Proficiency tests attempt to duplicate the type of work that forensic examiners handle in their laboratories on a regular basis and to test document examiners' ability to identify genuine, disguised and simulated writing. At the present time, the Forensic Expertise Profiling Laboratory comes closest to providing valuable proficiency tests that measure performance of individual examiners.
When interviewing an expert about his or her proficiency testing, you need to ask very specific questions. The expert may claim 100% accuracy on testing based upon a few correct responses and considerable inconclusive answers. Thus, the expert's 100% correct can be misleading. Ask for the number of opinions given based upon the number of problems presented. Check with the agency that provides the testing for an accurate assessment of the expert's responses.
There is no standard training program for document examiners. Science consists of principles and standards that a scientist must know in order to work in that field. Document examination is no exception. Students of document examination need to understand the principles of handwriting and handwriting identification in order to become proficient at determining the authenticity of handwriting. Once the student understands the principles, he can learn the practical aspects of document examination. At present, there are very few courses available in higher institutions of learning that offer the basic training in document examination. Hopefully, colleges will begin offering basic training.
Ability to Do the Work
Ordway Hilton wrote in The Scientific Examination of Questioned Documents, The most important qualification of a witness is his ability to do the work. There is no school at which a document examiner, unlike an engineer or a doctor, can study to prepare himself. Some universities have offered special courses on questioned document examination, but these have not as yet been of high enough caliber to develop a proficient work. (p 406)
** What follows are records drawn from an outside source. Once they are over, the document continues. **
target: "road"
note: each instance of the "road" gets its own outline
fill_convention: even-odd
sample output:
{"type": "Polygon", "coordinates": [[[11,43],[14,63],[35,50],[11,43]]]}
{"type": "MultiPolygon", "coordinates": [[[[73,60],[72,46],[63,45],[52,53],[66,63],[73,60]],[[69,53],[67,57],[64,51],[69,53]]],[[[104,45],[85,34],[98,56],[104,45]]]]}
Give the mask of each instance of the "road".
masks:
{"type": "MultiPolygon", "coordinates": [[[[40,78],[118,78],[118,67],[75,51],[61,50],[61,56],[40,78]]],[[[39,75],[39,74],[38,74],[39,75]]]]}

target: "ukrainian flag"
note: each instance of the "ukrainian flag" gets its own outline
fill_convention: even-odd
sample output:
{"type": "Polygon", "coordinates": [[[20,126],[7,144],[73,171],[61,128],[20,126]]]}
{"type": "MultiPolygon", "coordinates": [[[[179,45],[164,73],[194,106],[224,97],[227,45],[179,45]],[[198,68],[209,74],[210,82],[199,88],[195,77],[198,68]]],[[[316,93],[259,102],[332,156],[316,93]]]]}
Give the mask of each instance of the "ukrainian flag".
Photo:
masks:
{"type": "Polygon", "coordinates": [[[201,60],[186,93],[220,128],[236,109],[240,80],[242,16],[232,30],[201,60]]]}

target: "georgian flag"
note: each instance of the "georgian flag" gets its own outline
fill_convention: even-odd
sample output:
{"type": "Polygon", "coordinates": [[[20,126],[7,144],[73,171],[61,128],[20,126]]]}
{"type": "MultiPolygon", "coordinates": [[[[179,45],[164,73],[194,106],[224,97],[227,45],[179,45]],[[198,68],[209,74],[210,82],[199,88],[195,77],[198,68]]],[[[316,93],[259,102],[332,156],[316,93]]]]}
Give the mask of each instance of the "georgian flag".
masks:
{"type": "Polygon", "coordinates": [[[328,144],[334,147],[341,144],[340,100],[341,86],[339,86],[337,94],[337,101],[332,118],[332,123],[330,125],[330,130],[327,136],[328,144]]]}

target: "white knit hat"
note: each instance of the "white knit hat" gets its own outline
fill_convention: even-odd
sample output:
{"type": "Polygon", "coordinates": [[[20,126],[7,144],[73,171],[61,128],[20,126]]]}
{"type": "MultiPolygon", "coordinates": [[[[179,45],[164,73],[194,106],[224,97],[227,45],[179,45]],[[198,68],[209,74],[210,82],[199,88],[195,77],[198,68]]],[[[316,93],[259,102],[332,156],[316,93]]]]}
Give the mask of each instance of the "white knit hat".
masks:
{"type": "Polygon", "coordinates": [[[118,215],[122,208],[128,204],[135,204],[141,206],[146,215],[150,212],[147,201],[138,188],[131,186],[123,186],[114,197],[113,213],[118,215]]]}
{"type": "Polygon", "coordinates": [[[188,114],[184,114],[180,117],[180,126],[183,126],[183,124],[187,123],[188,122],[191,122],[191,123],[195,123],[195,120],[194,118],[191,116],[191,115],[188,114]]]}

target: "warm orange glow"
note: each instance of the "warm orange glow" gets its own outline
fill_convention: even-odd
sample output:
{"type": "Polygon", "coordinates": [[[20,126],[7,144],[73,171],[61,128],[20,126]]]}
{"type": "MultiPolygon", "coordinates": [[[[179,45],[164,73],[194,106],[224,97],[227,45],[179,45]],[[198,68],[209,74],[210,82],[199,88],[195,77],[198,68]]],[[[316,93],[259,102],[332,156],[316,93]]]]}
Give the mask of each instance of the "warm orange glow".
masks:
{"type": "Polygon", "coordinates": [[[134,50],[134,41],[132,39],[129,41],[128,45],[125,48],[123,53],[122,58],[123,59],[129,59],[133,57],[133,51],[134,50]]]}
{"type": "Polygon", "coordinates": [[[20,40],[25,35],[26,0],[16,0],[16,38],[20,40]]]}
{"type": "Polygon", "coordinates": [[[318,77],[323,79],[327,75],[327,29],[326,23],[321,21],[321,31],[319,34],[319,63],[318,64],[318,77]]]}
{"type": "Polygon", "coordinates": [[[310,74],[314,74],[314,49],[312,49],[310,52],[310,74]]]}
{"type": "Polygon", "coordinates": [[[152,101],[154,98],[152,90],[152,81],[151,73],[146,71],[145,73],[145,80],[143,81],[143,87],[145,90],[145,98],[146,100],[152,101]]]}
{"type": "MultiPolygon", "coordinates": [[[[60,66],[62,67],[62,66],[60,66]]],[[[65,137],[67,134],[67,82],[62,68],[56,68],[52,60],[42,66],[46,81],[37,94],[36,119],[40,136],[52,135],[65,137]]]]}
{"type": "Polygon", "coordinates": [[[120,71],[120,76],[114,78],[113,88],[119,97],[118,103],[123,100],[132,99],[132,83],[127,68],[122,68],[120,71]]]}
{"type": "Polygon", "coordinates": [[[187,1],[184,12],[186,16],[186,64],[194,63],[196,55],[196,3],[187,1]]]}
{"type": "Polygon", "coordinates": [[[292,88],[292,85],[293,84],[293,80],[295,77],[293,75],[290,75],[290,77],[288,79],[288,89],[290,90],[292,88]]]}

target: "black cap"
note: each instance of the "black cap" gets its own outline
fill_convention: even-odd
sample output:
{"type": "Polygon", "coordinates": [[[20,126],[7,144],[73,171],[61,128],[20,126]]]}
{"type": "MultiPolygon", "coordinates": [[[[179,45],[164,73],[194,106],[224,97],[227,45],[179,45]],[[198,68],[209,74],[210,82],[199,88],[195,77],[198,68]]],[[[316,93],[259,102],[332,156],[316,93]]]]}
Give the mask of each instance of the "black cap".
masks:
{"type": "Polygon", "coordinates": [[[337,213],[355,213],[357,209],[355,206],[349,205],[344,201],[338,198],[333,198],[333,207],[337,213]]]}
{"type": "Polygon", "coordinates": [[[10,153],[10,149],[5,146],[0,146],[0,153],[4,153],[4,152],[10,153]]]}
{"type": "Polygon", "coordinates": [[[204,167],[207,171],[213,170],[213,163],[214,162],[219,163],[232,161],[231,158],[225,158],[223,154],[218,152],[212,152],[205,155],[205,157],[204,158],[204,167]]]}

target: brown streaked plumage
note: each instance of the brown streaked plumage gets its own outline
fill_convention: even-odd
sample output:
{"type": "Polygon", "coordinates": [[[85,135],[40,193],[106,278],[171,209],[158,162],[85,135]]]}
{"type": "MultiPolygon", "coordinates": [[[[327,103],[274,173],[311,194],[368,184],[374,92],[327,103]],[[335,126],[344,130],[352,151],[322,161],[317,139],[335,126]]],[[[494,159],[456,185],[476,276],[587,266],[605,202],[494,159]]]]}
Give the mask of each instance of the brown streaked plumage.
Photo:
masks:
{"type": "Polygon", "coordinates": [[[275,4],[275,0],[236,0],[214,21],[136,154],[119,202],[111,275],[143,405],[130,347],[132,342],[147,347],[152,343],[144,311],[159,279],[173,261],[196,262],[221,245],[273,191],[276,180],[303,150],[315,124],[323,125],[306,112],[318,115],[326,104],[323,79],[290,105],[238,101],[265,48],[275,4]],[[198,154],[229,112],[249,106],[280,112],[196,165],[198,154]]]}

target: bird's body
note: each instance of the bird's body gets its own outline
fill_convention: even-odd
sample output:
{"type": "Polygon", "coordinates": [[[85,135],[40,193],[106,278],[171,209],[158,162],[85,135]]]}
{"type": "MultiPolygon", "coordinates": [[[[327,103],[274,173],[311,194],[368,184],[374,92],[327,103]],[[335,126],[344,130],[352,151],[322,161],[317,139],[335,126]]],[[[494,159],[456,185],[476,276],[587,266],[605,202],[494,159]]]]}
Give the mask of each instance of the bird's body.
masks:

He continues, “Self-study is the chief means of gaining this special knowledge.” And he concludes, “Self-education must include study by experimentation and systematic research.” Many document examiners have learned the field through self-education. Other examiners get their training through an apprenticeship program. However, the student is only as good as his teacher. There is no guarantee that a two year apprentice leads to correct opinions.
An attorney once said that he wanted to hire the expert that wrote the book. Being published is a valuable credential for any expert witness. The publications demonstrate the knowledge of the writer and the ability to communicate clearly.
A list of questions should be asked of document examiners you are considering hiring. In addition to the standard questions about an expert's background and training, the following questions could be useful:
- Have you studied the development of handwriting from childhood to graphic maturity?
- Have studied the factors that affect handwriting such as: long term illness, trauma and the effects of drugs and substance abuse on handwriting.
- Have you studied the handwriting of handicapped writers?
- Have you studied the effects of personality on handwriting?
- Have you conducted research in the field of document examination? In what areas?
- What is your rate of accuracy and how was it determined?
Your initial contact with a prospective expert is similar to a job interview. You are assessing the expert to determine if she is suitable for your case and the expert is determining if she has the necessary skills to assist you. A thorough investigation of the expert's background will enable you to make a suitable choice of a qualified document examiner.